Este martes, algo extraordinario sucedió en segundo grado: ¡Las matemáticas se pusieron sus tenis y salieron a la cancha! Lejos de los cuadernos, nuestros pequeños matemáticos se enfrentaron a un desafío que combinaba agilidad mental y destreza en una actividad llamada «Baloncesto de restas».
Los alumnos de segundo de primaria este año se han enfrentado al gran reto de la resta con transformación, un tema que requiere mucha práctica y concentración. Cada día, con esfuerzo y dedicación, nuestros estudiantes mejoran un poco más sus habilidades. Para ayudarles a seguir puliendo esos conocimientos de una manera dinámica y que, a la vez, fuera enriquecedora, se llevó a cabo esta divertida actividad de práctica.

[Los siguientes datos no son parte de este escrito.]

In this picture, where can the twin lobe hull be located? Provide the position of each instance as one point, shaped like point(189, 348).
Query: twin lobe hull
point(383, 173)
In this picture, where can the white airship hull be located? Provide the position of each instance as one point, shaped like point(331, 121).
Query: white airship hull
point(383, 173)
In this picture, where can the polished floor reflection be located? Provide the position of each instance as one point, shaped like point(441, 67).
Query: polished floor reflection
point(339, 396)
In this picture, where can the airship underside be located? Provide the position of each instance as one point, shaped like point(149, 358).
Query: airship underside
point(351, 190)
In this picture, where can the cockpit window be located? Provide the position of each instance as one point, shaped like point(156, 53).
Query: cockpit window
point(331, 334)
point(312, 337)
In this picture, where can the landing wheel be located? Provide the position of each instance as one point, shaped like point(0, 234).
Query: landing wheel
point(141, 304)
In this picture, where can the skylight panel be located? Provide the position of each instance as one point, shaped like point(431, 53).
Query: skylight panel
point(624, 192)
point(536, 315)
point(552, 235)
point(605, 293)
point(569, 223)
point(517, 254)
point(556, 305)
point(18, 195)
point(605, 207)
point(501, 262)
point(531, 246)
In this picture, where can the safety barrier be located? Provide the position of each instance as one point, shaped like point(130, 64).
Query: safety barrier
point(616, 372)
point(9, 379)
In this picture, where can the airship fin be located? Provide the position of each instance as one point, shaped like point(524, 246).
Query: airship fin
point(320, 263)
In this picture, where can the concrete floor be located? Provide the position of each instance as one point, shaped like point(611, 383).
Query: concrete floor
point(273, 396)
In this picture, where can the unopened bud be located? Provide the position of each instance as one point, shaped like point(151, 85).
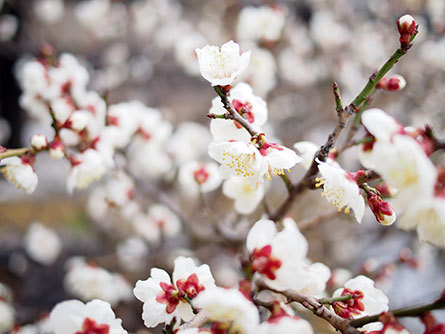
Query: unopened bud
point(56, 149)
point(406, 26)
point(393, 83)
point(39, 142)
point(382, 211)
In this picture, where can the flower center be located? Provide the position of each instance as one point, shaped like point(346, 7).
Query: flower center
point(263, 262)
point(347, 308)
point(89, 326)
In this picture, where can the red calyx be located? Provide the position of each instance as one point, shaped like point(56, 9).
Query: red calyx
point(263, 262)
point(89, 326)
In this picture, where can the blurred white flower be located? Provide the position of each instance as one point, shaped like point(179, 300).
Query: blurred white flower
point(165, 299)
point(89, 281)
point(246, 196)
point(8, 27)
point(249, 106)
point(19, 172)
point(261, 23)
point(280, 258)
point(73, 316)
point(230, 308)
point(86, 168)
point(42, 244)
point(49, 11)
point(132, 253)
point(222, 66)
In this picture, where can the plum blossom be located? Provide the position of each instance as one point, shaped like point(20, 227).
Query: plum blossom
point(73, 316)
point(246, 197)
point(86, 168)
point(280, 258)
point(261, 23)
point(39, 142)
point(367, 299)
point(229, 309)
point(159, 222)
point(42, 244)
point(20, 172)
point(285, 324)
point(165, 299)
point(340, 189)
point(249, 106)
point(88, 281)
point(222, 66)
point(307, 152)
point(7, 316)
point(195, 177)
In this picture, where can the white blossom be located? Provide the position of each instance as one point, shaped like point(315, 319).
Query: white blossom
point(222, 66)
point(230, 307)
point(73, 316)
point(340, 189)
point(42, 244)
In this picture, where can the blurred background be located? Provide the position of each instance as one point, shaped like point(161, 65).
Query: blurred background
point(144, 50)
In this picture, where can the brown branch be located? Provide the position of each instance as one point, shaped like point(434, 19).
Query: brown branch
point(312, 222)
point(313, 304)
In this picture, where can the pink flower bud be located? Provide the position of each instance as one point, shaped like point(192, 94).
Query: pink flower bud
point(406, 26)
point(382, 211)
point(392, 84)
point(39, 142)
point(56, 149)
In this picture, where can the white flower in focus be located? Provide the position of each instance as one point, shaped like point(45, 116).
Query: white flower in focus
point(222, 66)
point(164, 299)
point(261, 72)
point(285, 324)
point(86, 168)
point(261, 23)
point(368, 300)
point(19, 172)
point(249, 106)
point(195, 177)
point(132, 253)
point(340, 189)
point(230, 308)
point(189, 142)
point(246, 196)
point(89, 281)
point(238, 158)
point(73, 316)
point(42, 244)
point(39, 142)
point(7, 317)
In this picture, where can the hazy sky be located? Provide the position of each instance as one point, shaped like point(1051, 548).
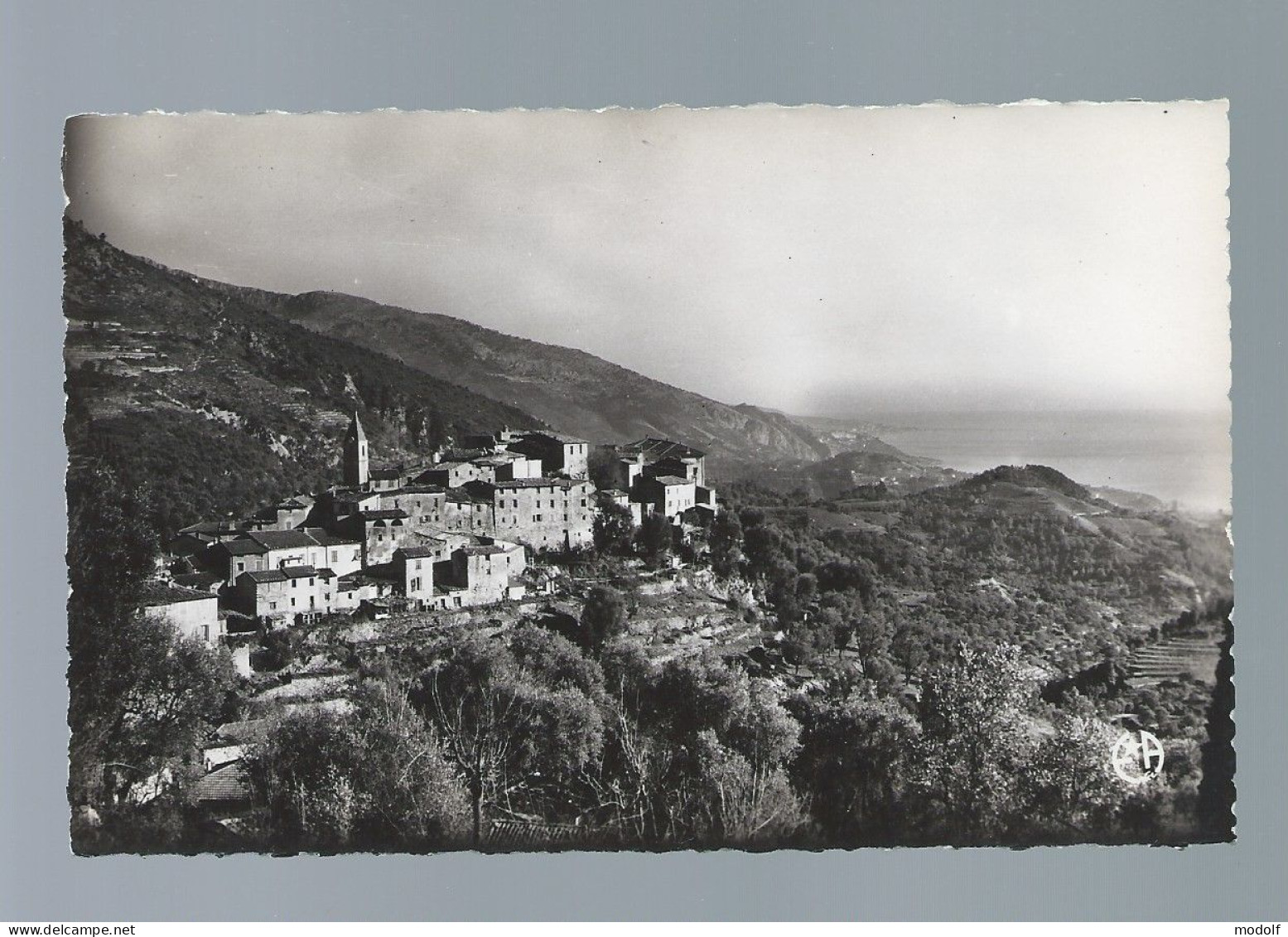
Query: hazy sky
point(810, 259)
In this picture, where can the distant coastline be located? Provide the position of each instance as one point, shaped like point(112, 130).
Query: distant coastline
point(1176, 456)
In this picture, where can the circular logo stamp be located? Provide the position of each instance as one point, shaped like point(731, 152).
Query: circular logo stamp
point(1137, 756)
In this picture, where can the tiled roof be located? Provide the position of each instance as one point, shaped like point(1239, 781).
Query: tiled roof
point(413, 552)
point(661, 449)
point(209, 528)
point(229, 783)
point(266, 577)
point(241, 547)
point(559, 437)
point(518, 834)
point(491, 549)
point(538, 484)
point(673, 480)
point(388, 514)
point(419, 490)
point(326, 539)
point(282, 539)
point(197, 580)
point(164, 594)
point(244, 731)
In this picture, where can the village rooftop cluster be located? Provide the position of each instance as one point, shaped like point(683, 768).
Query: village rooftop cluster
point(455, 534)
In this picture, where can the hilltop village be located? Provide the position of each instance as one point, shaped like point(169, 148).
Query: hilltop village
point(457, 533)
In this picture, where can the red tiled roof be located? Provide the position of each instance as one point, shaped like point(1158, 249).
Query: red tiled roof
point(229, 783)
point(282, 539)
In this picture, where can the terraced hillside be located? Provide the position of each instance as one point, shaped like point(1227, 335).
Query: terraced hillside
point(1190, 654)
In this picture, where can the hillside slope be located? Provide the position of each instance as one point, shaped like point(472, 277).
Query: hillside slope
point(194, 387)
point(570, 389)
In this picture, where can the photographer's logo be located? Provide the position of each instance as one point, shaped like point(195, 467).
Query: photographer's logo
point(1137, 756)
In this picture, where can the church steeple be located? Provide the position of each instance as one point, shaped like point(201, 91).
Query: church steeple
point(355, 472)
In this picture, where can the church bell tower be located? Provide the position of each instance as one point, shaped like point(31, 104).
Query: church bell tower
point(355, 472)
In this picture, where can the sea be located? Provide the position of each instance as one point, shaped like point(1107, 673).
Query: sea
point(1183, 459)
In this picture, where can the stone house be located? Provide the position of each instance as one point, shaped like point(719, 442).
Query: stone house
point(286, 594)
point(194, 614)
point(559, 454)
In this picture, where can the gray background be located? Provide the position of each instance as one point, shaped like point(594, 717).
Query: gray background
point(60, 58)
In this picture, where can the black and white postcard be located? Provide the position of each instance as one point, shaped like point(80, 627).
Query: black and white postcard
point(735, 478)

La jornada comenzó con una explosión de expectativas. La miss, con una sonrisa cómplice, reveló el tablero: canastas de baloncesto numeradas y una pila de balones de papel, cada uno con una resta de tres cifras con transformación esperando ser resuelta. La emoción era palpable; no era una clase de mate cualquiera, ¡era un juego!
Cada alumno recibió su «balón de resta». Con los nombres escritos en el reverso y un desafío matemático en el anverso, la concentración llenó el aula. Los lápices volaron sobre el papel, las cejas se fruncieron en profundo pensamiento y, de repente, ¡eureka! Una vez que la resta estaba resuelta, venía la parte más emocionante.

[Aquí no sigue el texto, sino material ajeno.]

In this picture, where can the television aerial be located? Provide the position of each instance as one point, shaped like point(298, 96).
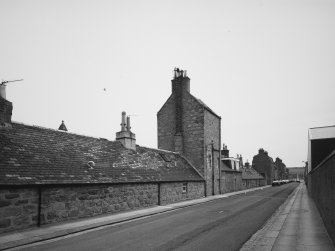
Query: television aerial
point(3, 86)
point(10, 81)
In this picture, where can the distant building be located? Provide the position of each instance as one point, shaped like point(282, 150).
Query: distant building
point(281, 170)
point(251, 178)
point(296, 173)
point(187, 125)
point(265, 166)
point(49, 176)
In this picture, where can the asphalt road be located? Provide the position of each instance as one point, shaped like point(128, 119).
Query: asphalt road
point(223, 224)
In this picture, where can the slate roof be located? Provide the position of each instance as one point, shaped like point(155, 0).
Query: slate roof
point(37, 155)
point(206, 106)
point(250, 174)
point(225, 168)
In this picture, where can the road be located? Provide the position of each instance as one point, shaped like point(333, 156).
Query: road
point(223, 224)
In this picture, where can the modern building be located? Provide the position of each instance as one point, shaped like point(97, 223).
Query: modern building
point(321, 143)
point(321, 173)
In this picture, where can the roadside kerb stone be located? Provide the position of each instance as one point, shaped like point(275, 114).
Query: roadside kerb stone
point(58, 230)
point(265, 238)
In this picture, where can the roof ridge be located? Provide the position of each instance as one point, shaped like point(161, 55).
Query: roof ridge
point(61, 131)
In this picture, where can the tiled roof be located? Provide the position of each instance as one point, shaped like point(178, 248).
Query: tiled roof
point(250, 174)
point(36, 155)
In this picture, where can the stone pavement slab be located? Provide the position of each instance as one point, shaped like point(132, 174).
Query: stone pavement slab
point(296, 225)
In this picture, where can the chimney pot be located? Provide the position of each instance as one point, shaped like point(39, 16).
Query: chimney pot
point(3, 91)
point(123, 122)
point(125, 136)
point(128, 124)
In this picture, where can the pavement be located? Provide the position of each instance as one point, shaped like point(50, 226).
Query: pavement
point(48, 232)
point(296, 225)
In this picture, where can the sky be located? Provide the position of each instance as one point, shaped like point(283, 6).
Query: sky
point(266, 67)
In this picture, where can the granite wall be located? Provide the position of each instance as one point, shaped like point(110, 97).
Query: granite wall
point(32, 206)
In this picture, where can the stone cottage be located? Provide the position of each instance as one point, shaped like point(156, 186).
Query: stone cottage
point(187, 125)
point(49, 175)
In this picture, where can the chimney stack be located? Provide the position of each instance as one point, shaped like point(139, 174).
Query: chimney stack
point(180, 85)
point(62, 127)
point(6, 108)
point(125, 136)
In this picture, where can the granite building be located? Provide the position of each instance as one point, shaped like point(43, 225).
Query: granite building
point(188, 126)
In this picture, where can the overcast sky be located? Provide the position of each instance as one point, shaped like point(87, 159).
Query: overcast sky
point(266, 67)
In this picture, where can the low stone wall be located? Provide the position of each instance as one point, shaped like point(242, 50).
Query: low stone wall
point(251, 183)
point(20, 208)
point(66, 203)
point(174, 192)
point(321, 185)
point(231, 181)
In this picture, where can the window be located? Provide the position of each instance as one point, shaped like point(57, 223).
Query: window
point(184, 188)
point(165, 157)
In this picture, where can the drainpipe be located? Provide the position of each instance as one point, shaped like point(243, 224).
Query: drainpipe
point(220, 156)
point(39, 206)
point(159, 193)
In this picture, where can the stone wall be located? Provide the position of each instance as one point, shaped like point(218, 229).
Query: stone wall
point(173, 192)
point(18, 208)
point(166, 120)
point(65, 203)
point(231, 181)
point(251, 183)
point(322, 188)
point(212, 138)
point(193, 126)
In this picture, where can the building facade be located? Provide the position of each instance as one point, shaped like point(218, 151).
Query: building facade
point(265, 166)
point(188, 126)
point(49, 176)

Uno a uno, nuestros pequeños campeones se levantaban con sus balones en mano, listos para «encestar». Pero no era cualquier canasta; debían encontrar aquella cuyo número coincidiera exactamente con el resultado de su resta. ¡Imagina la escena: niños corriendo con alegría para pegar su balón debajo de la canasta correcta! Algunas canastas se llenaban rápidamente, mostrando la rapidez mental de algunos equipos, mientras que otras esperaban pacientemente a que las mentes más cautelosos encontraran el resultado.
La competencia era sana, pero intensa. Había que ser rápido y, sobre todo, ¡preciso! La maestra, cual árbitro experimentado, supervisaba cada operación y cada «enceste», asegurándose de que la diversión no nublara la corrección matemática.
Al final, una canasta se llenó primero, declarando a un equipo ganador. Sus nombres fueron celebrados en voz alta y un merecido reconocimiento selló su victoria. Pero más allá del premio, lo que realmente ganaron todos fue la experiencia de ver las matemáticas como un deporte, como un juego que se puede dominar con práctica y mucha, mucha diversión.
¿Quién diría que restar podría ser tan emocionante como un triple?